CG: AND IT’S ALL MASKED IN THIS FLOWERY SORT OF FROTHY POETIC JACKASSERY THAT NOBODY REALLY CARES ABOUT. 
CG: AND I SURE AS HELL DON’T CARE ABOUT SPOILING IT FOR YOU. 
CG: BUT WHAT ALL THESE LOFTY SYMBOLIC ALLUSIONS BOIL DOWN TO IS SOME GRANDER STATEMENT ABOUT WHAT YOU SEE HAPPENING HERE. 
CG: THAT YOU WERE ALWAYS THE KEY TO SEEDING YOUR OWN EXISTENCE THROUGH THIS GAME. 
CG: AND ANY HOPE THAT IT COULD HAVE PLAYED OUT DIFFERENTLY OR THAT YOU COULD HAVE AVOIDED THIS WHOLE MESS WAS ALWAYS JUST A RUSE. 

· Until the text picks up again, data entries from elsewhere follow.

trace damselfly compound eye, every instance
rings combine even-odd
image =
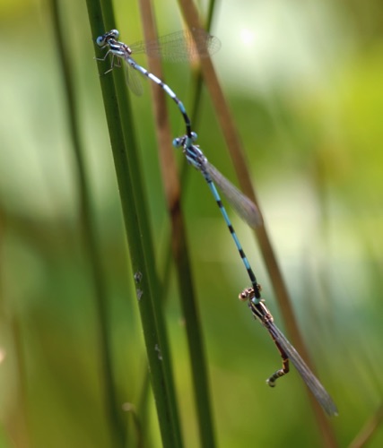
[[[105,45],[105,35],[103,36],[99,36],[97,39],[96,39],[96,44],[99,46],[99,47],[103,47]]]

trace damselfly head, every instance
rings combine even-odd
[[[119,37],[119,32],[118,30],[110,30],[110,31],[106,32],[102,36],[99,36],[96,39],[96,44],[99,47],[105,47],[108,44],[109,39],[118,39]]]
[[[246,288],[242,292],[239,293],[238,298],[241,302],[246,302],[248,299],[251,299],[254,297],[254,289],[253,288]]]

I find his explanation of that riddle pretty interesting because it differs vastly from the kind of stuff sprites and whatnot would say, and because instead of the characters finding out the riddle through finding clues in the planet’s guides, an alien veteran of the game explains it the way normal people explain things. While it goes without saying that I missed this explanation of the riddle on my first read-through, I didn’t catch that this is an explanation of the Ultimate Riddle in my second read-through either. Like I said in the introduction post, I didn’t catch everything in my second read, where I only mostly didn’t skim stuff.

Karkat goes on to explain that just as John created all the kids, he created all the trolls—one of many parallels between Karkat and John. John convinces Karkat to troll him again a few minutes from now, breaking Karkat’s backwards march for a bit. We see that five of the babies have each gathered with an object in the lab. Then Karkat trolls John again, and John screws with him, making up that he made a dare with the trolls, and Karkat tells him how dumb dares are. I love how despite the trolls’ portrayal as those aliens who know everything, Karkat is shown to do dumb things, aware of how dumb it is but doing it anyway for reasons. He goes on to explain the reckoning and how the babies arrive on Earth through meteors—which John compares to Superman—and John tells Karkat to continue talking to him in the future. Karkat is irritated.